Countless special effects, deceptively real animations and daring stunts that we wouldn't even dare in our wildest dreams: Hollywood likes to go all out to captivate viewers in their cinema seats. Director Dorota Kobiela and screenwriter Hugh Welchman, on the other hand, manage without chases and exploding backdrops. They rely solely on the power of painting. And the result is no less haunting than some 3D blockbusters!
For their feature film "Loving Vincent", which dramatizes van Gogh's death and the exact circumstances surrounding it, the duo brought real oil paints to fascinating life for the first time. A size comparison makes it clear how much work this pioneering work required: spread out, the paintings by Vincent van Gogh used would cover the metropolis of London and the whole of Manhattan at the same time.

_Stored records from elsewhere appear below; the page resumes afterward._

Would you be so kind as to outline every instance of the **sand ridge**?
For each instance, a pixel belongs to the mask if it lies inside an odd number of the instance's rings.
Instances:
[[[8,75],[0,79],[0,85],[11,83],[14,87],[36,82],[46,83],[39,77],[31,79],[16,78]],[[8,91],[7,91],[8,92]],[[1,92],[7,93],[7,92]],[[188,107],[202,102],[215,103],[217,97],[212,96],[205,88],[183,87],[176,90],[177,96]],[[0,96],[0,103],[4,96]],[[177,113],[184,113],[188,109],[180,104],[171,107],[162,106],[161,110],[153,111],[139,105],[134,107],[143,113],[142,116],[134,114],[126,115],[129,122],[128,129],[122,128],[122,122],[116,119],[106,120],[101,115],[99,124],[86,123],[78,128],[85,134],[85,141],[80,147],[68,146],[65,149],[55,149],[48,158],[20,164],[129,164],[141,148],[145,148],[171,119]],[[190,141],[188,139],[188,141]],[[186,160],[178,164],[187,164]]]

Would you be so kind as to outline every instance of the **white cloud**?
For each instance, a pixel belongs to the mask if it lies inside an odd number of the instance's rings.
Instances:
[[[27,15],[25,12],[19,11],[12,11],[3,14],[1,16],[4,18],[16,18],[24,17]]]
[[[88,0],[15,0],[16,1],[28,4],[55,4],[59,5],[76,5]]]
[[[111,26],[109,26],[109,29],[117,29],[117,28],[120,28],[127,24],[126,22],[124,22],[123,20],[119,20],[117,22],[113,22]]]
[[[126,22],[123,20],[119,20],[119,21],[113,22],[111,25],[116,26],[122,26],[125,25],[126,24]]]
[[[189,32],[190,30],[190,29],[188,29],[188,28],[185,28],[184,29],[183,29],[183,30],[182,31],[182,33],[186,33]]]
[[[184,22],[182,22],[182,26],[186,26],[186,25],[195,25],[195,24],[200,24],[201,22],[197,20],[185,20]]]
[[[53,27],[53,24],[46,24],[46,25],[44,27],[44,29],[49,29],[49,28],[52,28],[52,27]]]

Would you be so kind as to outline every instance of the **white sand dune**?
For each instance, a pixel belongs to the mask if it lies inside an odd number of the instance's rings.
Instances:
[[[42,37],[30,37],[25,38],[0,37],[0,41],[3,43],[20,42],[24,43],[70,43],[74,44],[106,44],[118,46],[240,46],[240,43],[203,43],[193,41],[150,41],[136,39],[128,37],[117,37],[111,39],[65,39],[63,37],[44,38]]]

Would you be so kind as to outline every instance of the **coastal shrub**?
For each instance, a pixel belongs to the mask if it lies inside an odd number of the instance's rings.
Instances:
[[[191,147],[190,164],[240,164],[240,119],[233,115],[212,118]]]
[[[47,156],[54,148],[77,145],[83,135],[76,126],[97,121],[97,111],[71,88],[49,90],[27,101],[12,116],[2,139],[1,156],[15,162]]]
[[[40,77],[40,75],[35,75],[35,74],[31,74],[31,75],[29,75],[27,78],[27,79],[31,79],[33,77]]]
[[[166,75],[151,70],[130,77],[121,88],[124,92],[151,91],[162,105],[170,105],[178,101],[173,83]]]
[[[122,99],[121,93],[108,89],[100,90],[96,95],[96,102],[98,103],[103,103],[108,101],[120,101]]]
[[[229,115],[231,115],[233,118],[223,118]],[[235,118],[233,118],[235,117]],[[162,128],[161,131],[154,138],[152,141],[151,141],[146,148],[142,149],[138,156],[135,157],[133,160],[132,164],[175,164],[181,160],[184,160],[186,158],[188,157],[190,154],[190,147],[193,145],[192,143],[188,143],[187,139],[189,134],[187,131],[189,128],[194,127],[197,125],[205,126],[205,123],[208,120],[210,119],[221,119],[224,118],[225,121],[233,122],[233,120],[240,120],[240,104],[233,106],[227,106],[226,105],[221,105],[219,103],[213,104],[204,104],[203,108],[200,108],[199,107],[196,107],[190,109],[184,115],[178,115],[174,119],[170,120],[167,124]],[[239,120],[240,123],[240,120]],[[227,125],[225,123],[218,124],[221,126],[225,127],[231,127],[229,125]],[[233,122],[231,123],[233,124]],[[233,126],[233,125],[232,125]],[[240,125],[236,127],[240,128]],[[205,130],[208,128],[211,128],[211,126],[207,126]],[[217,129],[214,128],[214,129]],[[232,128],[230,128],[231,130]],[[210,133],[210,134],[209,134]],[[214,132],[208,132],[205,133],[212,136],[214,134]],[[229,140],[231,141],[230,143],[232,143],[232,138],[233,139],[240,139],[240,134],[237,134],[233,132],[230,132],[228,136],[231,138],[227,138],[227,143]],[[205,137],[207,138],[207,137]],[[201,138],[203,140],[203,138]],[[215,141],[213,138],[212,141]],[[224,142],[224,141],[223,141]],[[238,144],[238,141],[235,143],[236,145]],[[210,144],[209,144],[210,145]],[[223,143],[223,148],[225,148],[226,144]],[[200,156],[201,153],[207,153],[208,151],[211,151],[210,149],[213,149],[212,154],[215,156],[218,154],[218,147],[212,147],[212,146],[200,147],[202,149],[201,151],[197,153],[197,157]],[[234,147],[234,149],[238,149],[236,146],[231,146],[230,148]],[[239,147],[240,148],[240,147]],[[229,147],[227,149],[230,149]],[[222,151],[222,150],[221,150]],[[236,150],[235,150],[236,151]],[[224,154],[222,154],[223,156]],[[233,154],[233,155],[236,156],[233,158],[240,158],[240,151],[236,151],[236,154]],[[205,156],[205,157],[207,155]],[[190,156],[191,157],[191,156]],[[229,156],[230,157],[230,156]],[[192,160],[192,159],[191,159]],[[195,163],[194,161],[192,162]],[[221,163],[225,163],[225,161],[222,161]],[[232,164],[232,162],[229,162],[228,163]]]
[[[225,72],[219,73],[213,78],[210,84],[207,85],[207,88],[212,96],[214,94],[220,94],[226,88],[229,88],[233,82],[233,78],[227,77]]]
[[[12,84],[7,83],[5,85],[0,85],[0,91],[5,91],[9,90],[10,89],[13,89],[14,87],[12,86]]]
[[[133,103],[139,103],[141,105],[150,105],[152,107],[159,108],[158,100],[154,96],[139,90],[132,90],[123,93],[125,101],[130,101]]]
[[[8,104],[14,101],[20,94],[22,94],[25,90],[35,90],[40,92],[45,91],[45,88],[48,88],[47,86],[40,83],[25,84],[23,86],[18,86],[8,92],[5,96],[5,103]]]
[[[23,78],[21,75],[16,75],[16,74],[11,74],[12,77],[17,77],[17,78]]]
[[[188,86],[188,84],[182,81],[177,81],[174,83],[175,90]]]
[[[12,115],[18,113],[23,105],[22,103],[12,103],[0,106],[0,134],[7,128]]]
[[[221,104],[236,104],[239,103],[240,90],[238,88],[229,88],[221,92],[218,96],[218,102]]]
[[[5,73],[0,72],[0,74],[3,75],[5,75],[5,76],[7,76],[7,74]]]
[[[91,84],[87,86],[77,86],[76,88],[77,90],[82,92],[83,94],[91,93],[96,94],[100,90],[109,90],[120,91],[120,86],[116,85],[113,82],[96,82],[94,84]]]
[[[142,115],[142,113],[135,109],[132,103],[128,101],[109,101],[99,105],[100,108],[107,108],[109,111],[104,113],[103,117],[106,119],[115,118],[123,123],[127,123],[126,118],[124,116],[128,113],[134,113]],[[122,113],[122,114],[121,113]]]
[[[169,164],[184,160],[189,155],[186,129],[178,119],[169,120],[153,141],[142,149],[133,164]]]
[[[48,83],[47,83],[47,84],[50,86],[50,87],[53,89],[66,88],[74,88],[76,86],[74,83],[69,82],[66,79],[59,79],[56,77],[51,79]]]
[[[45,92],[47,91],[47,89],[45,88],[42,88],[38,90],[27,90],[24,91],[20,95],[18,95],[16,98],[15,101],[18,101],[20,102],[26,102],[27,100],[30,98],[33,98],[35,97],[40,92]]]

However, before his works began to move, each scene was extensively pre-shot with real actors. You're already looking forward to a making-of to find out more about this sophisticated technology. "Loving Vincent" is not only worth seeing because of the flood of pictures, no, the story is also sweeping. No slightly dusty artist biography is offered here, but an unexpected, exciting thriller.
A short plot teaser: After receiving a letter from the famous painter from his father, young Armand Roulin sets out to find out more about his life. On his journey, he quickly suspects that the van Goghs might not have committed suicide after all. Together with contemporary witnesses, such as the doctor Dr. Gachet and his daughter Marguerite, Roulin goes in search of the truth. Sounds like an Oscar? It wouldn't be the first for screenwriter Hugh Welchman.